James Dudley, Educator and Administrator born.

James Dudley

*James Dudley was born on this date in 1859. He was a Black educator and administrator.

James Benson Dudley was born into slavery; his parents were owned by Edward B. Dudley, the Governor of North Carolina from 1836 to 1841. Dudley took education to heart, affecting his approach for the rest of his life. Because most area schools were shut down after the American Civil War, Dudley couldn't attend school until 1867, when the Freedmen's Bureau funded a missionary school in his area. Dudley was one of the first students to enroll. He later attended public schools and learned Latin.

After going through the public school system, Dudley participated at the Institute for Colored Youth, now Cheyney University, near Philadelphia, Pennsylvania. Dudley attended Shaw College. Throughout his education, he focused on learning how to become an educator. In 1880, at age 21, Dudley obtained a teacher's certificate. Later, he attended Harvard summer school and earned an M.A. from Livingstone College and an LL.D. from Wilberforce University.

Dudley began teaching in 1880 in a first-grade classroom in Sampson County.

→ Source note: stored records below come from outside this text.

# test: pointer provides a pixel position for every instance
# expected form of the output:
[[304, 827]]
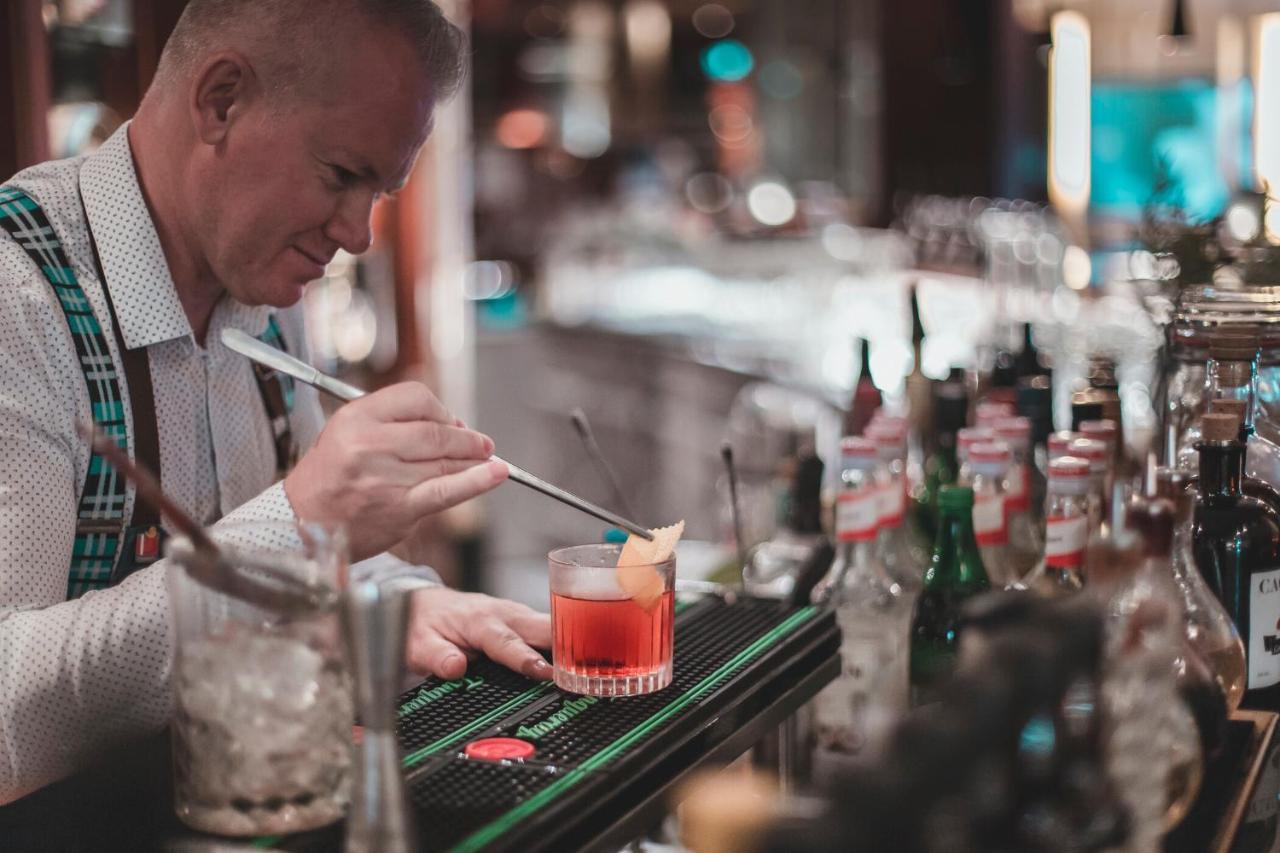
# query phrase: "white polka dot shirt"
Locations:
[[80, 675]]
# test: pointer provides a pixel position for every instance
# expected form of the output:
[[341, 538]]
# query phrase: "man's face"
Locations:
[[291, 186]]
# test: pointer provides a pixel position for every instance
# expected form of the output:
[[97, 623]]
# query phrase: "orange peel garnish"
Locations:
[[636, 573]]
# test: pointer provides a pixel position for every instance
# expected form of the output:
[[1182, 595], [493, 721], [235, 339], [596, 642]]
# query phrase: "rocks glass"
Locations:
[[263, 706]]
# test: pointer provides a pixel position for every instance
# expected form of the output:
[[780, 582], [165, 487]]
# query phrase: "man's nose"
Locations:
[[350, 223]]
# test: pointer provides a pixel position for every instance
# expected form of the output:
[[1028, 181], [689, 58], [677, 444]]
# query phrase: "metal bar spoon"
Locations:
[[269, 356]]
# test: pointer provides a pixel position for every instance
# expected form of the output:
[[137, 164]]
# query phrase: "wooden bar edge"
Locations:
[[1264, 731]]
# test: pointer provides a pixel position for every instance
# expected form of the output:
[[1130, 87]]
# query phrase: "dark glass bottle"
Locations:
[[1237, 547], [1036, 404], [867, 397], [955, 574], [1029, 361], [919, 389], [950, 414]]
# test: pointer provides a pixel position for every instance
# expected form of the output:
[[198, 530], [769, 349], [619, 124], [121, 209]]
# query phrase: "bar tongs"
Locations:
[[269, 356]]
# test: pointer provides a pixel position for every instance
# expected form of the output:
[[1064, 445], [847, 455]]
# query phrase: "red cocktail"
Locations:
[[603, 642]]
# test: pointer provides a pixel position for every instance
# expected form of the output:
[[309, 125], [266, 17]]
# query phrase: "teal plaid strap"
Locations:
[[277, 389], [100, 515]]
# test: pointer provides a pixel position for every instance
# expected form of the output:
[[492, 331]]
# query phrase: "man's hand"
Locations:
[[385, 461], [446, 624]]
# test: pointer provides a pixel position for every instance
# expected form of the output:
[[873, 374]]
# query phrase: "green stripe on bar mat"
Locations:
[[475, 725], [528, 807]]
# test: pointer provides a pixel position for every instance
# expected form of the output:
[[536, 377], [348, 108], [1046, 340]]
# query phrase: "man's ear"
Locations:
[[223, 89]]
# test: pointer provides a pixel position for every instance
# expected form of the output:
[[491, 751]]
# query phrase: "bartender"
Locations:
[[270, 131]]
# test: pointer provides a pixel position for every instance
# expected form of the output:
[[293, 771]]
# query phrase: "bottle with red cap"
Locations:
[[1095, 452], [988, 464], [965, 439], [988, 411], [873, 614], [1107, 432], [1060, 443], [901, 561], [1066, 528], [1025, 542], [865, 398]]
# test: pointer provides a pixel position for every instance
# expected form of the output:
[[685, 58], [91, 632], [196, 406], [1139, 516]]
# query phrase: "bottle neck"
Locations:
[[1233, 381], [956, 560], [1221, 469]]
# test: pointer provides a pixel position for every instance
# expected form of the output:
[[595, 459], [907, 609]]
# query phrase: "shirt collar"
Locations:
[[137, 276]]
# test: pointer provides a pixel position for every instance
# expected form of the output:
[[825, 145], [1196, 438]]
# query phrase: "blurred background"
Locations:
[[685, 218]]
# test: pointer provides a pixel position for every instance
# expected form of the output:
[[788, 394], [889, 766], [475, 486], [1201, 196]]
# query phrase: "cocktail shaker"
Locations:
[[375, 623]]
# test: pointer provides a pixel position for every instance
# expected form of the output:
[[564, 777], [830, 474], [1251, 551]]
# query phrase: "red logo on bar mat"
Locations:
[[499, 749]]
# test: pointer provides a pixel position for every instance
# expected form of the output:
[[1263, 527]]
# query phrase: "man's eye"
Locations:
[[343, 177]]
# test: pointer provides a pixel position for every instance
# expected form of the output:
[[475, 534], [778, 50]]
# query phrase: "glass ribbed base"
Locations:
[[613, 684]]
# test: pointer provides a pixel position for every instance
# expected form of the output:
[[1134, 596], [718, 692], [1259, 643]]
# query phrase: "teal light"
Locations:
[[727, 60]]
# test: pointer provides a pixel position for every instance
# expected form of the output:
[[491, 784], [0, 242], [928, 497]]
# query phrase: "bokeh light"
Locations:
[[708, 192], [730, 123], [727, 60], [1077, 268], [771, 204], [522, 128]]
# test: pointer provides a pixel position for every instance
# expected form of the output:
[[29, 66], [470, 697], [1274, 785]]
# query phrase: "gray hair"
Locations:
[[289, 33]]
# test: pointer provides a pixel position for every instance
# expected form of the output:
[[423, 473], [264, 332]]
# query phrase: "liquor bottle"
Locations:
[[955, 574], [988, 468], [988, 411], [965, 439], [867, 397], [1025, 543], [919, 388], [1104, 391], [1095, 452], [873, 614], [1156, 755], [1066, 528], [1237, 546], [1029, 363], [1109, 433], [1036, 404], [950, 414], [1083, 409], [799, 555], [1230, 386], [903, 561], [1060, 443], [1208, 628], [1230, 374]]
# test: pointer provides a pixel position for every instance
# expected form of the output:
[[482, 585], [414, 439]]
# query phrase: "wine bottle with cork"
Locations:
[[1235, 539]]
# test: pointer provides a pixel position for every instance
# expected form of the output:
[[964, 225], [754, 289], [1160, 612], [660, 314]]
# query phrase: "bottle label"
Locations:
[[1265, 629], [1018, 498], [1065, 539], [892, 503], [988, 520], [858, 515]]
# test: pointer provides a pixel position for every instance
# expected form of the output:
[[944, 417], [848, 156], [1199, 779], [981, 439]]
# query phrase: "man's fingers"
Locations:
[[534, 628], [405, 401], [426, 439], [429, 653], [501, 643], [443, 492]]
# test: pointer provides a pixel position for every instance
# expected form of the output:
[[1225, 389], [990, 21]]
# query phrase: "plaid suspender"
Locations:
[[100, 515], [277, 389], [100, 520]]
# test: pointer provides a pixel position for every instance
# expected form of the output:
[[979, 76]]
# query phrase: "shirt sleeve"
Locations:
[[83, 674], [80, 675], [307, 420]]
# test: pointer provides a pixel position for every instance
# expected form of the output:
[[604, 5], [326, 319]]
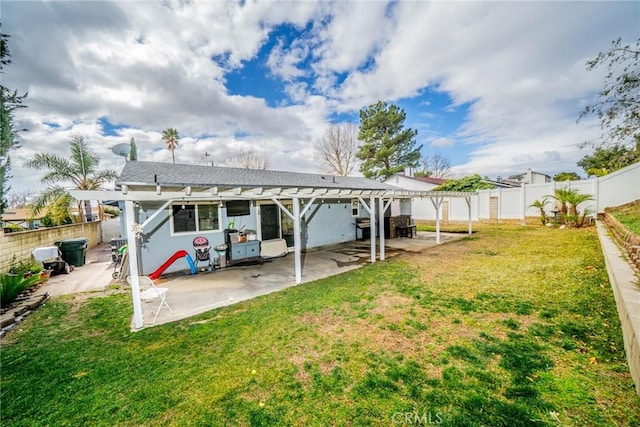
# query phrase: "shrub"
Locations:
[[13, 285]]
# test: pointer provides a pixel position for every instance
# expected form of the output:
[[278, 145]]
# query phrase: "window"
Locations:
[[195, 218], [355, 208]]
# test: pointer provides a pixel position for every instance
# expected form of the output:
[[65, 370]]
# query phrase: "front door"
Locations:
[[275, 224]]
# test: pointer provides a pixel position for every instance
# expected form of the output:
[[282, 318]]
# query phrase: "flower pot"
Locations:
[[44, 275]]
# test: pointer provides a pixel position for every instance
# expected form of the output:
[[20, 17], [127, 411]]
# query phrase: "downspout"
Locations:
[[132, 241]]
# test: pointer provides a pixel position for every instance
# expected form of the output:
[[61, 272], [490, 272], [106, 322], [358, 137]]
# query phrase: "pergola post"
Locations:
[[468, 200], [297, 239], [381, 223], [132, 242], [436, 204], [372, 216]]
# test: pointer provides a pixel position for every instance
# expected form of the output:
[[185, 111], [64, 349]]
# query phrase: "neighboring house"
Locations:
[[21, 217], [418, 208], [529, 177]]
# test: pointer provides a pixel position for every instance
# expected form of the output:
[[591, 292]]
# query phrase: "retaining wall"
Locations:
[[624, 281], [21, 244]]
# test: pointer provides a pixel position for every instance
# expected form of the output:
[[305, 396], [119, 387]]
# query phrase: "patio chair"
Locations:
[[203, 250], [149, 291]]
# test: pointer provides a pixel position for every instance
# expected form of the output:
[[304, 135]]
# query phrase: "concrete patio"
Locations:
[[189, 295]]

The following year, he became principal of Peabody Graded School in Wilmington, North Carolina, aged only 21. Dudley spent the next fifteen years teaching in Wilmington. He was also President of the State Teachers' Association for Negroes for six years. Dudley also edited and published the Wilmington Chronicle. He also registered deeds in Wilmington and organized the Perpetual Building and Loan Association. He was the foreign correspondent for the Grand Lodge of Masons for twenty years.

He also represented the Republican Party at several conventions. 1896, he attended the Republican National Convention in St. Louis, Missouri. As an influence, he helped to pass a bill in 1891 that led to the establishment of The Agricultural and Mechanical College for the Colored Race, which was later renamed North Carolina Agricultural and Technical State University. In 1912, Dudley, with the help of the director of the Agricultural Division of the college, Professor, organized the Farmers' Union and Co-operative Society. This institution sponsored local unions in each county of the state. The aim of the society, having raised the living standards of African American farms in the area, was "to discourage the credit and mortgage system among Negro farmers in North Carolina; to assist them in the buying and selling of products; to control methods of production and distribution of farm products; and to secure uniform prices."

In 1895, the North Carolina legislature appointed Dudley to the Board of Trustees for the college. Later that year, he was secretary of the board. Dudley became the college's second president at the board's next meeting. President Dudley focused on modifying the curriculum to include currently available jobs. His additions to the curriculum included teaching carpentry, woodturning, bricklaying, blacksmithing, animal husbandry, horticulture and floriculture, mattress and broom making, shoemaking, poultry raising, tailoring, electrical engineering, and domestic science. In addition to these specific classes, Dudley added an entire teaching department to the school, which taught students how to be teachers while emphasizing "courtesy, manners, and an appreciation of culture in general."

He also added a summer school program. In 1915–1916, the college changed its name to "Agricultural and Technical College" as part of a significant overhaul. The change was provoked by the college being in debt due to insufficient students being enrolled to support it. Many people in the area wanted "a professional or classical education. Especially, many parents wished their sons to become preachers, lawyers, teachers, or physicians." Dudley's career ended while he was president of the college. In early April, Dudley left the college due to sudden severe headaches; he unexpectedly died on April 4, 1925, at the age of 65. In 1929, Dudley High School on the southeast side of Greensboro, North Carolina, was named in his honor, becoming the first black high school in the city.